I absolutely love all of the talk about transliteracy that’s clogging up my Google Reader. This sounds like a worthwhile and necessary conversation. For the record, the working definition of ‘transliteracy’ is: The ability to read, write and interact across a range of platforms, tools and media from signing and orality through handwriting, print, TV, radio and film, to digital social networks. (PART).

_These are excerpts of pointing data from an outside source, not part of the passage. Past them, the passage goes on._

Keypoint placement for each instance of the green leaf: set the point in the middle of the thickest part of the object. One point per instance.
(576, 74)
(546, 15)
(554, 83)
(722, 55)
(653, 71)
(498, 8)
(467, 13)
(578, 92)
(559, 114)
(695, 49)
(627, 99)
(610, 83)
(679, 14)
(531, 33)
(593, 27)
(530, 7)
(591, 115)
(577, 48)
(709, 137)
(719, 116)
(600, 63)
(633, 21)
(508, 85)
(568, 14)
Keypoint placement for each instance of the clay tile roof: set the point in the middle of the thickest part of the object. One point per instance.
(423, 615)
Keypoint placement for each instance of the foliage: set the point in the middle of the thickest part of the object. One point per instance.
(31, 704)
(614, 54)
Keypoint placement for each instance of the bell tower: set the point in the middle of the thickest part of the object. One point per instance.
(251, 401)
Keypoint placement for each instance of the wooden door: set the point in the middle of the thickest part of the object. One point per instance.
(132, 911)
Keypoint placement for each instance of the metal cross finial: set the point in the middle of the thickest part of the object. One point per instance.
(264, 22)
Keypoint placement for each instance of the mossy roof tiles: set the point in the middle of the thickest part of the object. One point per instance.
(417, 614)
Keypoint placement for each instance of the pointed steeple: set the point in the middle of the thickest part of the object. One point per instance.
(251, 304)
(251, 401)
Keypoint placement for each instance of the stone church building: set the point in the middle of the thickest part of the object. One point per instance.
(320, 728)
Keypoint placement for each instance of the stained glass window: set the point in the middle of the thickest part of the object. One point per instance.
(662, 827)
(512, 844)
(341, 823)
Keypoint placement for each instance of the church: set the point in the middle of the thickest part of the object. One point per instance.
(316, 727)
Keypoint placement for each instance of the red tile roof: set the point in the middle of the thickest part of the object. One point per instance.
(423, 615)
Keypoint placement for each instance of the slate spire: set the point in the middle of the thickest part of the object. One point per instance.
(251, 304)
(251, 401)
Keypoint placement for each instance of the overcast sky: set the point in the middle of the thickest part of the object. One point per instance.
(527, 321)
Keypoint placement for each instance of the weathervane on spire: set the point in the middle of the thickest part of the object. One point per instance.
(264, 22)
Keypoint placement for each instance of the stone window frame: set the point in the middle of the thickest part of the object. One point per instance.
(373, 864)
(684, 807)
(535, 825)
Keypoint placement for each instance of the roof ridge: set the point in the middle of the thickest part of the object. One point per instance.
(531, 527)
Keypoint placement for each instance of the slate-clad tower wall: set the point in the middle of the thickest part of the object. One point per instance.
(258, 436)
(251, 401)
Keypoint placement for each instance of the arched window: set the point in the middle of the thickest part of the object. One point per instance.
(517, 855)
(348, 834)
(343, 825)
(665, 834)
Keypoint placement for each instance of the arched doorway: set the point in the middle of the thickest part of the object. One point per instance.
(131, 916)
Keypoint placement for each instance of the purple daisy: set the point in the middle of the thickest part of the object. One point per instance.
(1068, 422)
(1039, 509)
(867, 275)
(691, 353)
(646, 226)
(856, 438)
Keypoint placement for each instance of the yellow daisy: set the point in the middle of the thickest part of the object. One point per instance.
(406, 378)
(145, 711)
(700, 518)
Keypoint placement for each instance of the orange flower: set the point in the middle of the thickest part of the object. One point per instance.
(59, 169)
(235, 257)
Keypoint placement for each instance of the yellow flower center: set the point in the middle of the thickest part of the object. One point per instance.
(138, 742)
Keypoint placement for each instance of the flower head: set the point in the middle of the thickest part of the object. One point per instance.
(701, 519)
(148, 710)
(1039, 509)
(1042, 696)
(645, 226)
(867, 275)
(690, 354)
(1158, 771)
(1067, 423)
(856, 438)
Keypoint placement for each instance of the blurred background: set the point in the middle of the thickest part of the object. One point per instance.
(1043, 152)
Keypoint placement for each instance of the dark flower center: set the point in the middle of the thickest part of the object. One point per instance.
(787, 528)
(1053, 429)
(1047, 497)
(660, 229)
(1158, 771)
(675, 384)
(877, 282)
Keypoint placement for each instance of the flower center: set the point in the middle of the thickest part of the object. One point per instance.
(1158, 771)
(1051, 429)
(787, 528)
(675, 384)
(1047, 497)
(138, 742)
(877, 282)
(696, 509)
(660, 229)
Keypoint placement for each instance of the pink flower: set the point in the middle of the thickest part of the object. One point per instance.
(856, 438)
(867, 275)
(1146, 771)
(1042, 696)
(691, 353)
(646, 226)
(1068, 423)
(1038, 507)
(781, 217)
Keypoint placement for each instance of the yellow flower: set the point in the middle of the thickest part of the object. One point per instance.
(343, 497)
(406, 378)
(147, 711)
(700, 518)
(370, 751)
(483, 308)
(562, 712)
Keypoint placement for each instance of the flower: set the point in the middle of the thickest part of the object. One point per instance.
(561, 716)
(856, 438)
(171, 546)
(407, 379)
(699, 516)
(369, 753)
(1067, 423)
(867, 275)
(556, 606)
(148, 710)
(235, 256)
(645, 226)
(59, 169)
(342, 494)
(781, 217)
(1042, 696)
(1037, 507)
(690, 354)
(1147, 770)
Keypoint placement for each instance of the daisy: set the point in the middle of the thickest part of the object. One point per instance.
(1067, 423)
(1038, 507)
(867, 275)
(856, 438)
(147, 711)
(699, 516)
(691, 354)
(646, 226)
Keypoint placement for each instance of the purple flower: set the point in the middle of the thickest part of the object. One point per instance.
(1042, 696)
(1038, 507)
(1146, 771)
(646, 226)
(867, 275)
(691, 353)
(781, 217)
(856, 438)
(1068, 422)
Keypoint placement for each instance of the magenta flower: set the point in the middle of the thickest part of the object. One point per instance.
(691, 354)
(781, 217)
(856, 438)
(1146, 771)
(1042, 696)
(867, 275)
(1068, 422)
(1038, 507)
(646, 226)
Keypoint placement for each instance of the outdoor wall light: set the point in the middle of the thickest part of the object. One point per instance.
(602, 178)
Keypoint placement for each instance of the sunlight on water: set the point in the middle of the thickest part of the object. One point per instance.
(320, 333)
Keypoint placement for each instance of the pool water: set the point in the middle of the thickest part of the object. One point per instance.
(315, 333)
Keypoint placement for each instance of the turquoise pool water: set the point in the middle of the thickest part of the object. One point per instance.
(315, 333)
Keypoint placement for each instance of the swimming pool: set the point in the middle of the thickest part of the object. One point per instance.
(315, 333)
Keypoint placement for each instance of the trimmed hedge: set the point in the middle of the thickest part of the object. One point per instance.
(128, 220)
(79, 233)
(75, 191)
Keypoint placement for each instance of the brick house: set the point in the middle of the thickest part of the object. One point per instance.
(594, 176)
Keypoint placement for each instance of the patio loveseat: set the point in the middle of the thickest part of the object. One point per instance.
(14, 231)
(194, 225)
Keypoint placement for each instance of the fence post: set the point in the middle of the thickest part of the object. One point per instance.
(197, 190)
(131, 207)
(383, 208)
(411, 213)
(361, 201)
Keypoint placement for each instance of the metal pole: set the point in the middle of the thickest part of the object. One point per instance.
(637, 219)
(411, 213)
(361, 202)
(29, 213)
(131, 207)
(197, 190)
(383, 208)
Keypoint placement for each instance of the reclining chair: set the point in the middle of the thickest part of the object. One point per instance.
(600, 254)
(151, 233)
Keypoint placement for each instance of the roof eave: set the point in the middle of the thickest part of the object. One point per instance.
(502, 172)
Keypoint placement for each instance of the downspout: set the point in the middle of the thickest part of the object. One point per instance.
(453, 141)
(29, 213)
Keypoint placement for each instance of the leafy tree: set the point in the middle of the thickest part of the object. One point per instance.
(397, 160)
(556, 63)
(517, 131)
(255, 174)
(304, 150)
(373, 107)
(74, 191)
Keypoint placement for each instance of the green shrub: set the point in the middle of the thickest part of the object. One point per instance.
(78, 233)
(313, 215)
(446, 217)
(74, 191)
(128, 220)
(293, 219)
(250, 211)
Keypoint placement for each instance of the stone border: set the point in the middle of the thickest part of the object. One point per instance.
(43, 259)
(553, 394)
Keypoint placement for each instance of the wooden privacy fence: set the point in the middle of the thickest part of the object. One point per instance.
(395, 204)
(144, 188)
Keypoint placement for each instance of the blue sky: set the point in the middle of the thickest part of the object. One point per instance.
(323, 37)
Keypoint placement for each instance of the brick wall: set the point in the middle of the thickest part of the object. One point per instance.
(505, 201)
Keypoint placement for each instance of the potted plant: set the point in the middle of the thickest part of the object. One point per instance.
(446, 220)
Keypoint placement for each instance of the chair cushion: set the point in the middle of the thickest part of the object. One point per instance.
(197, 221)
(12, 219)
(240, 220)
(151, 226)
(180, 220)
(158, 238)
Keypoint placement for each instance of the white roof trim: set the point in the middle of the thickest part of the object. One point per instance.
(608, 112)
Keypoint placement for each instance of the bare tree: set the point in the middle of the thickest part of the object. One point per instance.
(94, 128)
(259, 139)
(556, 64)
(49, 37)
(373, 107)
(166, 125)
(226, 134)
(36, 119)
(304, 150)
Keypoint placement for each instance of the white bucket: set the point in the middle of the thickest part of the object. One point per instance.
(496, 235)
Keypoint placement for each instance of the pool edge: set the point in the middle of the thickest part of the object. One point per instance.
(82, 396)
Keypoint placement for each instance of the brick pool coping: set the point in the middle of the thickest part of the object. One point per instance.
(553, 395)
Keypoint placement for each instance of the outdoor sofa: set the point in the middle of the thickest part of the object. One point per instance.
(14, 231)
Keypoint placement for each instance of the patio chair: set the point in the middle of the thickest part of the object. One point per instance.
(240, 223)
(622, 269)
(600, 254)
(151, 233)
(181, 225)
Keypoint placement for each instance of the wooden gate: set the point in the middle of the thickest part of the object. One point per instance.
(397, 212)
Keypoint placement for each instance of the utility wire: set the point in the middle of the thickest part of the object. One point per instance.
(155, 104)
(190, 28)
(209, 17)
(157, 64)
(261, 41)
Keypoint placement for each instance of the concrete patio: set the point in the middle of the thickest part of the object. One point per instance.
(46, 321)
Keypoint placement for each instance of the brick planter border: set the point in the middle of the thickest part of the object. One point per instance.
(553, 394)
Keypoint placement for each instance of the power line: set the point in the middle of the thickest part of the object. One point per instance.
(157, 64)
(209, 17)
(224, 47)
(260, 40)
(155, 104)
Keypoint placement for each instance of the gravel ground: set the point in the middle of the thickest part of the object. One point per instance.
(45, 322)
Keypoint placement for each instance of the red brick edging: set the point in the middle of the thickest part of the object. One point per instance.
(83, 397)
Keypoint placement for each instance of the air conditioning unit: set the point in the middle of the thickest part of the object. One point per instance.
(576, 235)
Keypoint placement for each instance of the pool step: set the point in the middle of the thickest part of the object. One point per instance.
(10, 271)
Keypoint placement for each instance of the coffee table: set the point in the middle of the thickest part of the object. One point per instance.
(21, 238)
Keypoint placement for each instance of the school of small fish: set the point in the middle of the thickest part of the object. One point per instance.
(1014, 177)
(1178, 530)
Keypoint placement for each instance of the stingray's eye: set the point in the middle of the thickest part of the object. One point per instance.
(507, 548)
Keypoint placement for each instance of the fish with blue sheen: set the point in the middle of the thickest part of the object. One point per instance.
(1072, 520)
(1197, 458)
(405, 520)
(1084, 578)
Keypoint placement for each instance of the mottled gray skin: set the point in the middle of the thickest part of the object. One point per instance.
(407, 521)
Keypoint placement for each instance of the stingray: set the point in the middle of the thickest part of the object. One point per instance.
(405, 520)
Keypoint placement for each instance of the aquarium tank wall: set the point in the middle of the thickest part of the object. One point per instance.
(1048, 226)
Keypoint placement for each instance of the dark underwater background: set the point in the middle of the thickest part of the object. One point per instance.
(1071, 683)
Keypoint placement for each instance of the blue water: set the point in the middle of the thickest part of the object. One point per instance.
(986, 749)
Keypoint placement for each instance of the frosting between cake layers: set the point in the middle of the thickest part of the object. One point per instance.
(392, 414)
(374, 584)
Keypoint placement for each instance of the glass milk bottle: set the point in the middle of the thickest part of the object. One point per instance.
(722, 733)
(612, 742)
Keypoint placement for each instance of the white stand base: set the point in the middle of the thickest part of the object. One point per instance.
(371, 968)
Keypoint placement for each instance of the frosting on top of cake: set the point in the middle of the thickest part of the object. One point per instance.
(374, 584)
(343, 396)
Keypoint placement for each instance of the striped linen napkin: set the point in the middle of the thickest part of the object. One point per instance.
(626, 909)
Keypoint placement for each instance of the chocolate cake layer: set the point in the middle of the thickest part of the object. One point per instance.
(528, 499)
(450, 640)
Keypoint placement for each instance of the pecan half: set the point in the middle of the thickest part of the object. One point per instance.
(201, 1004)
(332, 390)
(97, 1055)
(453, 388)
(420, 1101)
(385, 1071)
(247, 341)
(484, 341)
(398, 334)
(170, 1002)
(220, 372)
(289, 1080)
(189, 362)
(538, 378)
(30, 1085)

But, I still don’t understand. I’m not trying to be contrarian. I’m not trolling. I’m not against the concept of transliteracy…it’s just that I’ve read all of the relevant blog posts and I still don’t get it. Here’s my quick thought (sure to be fleshed out in a few days):
The whole discussion must be motivated by the digital environment. Really, it has to be. Otherwise, transliteracy is on the downswing. For example, previous generations had communicative methods that were wildly divergent (more so than now). Specifically, look at the deep cognitive differences between reading, writing in longhand, writing in script, navigating the early telephone interchanges, creating telegrams, using a typewriter, understanding Morse code, creating/viewing film, broadcasting/listening to radio and TV, etc., etc…all these things that the well-educated of the 1940s could accomplish. I would argue that the cognitive differences between the platforms, tools, and media of the 1940s far exceed those we are dealing with now, mostly due to the wildly divergent input/output methods. So, there must be something unique about the digital environment, from a cognitive perspective.
Given that the digital is the key, what digital “platforms, tools, and media” are the current proponents of transliteracy talking about? It can’t simply be a difference in input devices…a PC vs. Mac vs. tablet vs. Smartphone sort of thing…the input methods aren’t sufficiently different (e.g., the QWERTY input method), and the only substantive differences are in the instrumental aspects. It also can’t be the output methods…there is no cognitive difference between text on paper and text on digital displays, other than the instrumental aspects behind turning the screen on. Linguistic conventions can’t be the issue, either. Understanding text-message shorthand is no different than understanding telegram shorthand and, in any event, this would be bilingualism, not transliteracy.
Could the key to transliteracy be in evaluating the web? No. That’s information literacy. Could the key to transliteracy be found in the ability to create blog posts, tweets, product reviews, comments, bookmarks, etc? Perhaps, though that all seems purely functional.
Old style ‘literacy’ was about the cognitive processes involved in translating the spoken to the written. If the digital environment requires a new “literacy”, then it must reference a shift from the written to something else, and this is where I honestly can’t follow the discussion anymore: what is the non-spoken, non-written element that drives transliteracy. If transliteracy is unique to our time, then I can’t figure out how. If transliteracy is a new term for the code-switching, technology-jumping behavior of recent generations, then why not look to the behavior of earlier generations?
I guess I don’t really know what to make of transliteracy. Again, this is just an impulse post I started seven minutes ago and don’t intend to edit. Such is life when your five-month-old wakes up at 1:30 in the morning. I kind of hope that…whatever transliteracy turns out to be…a little of it rubs off on him.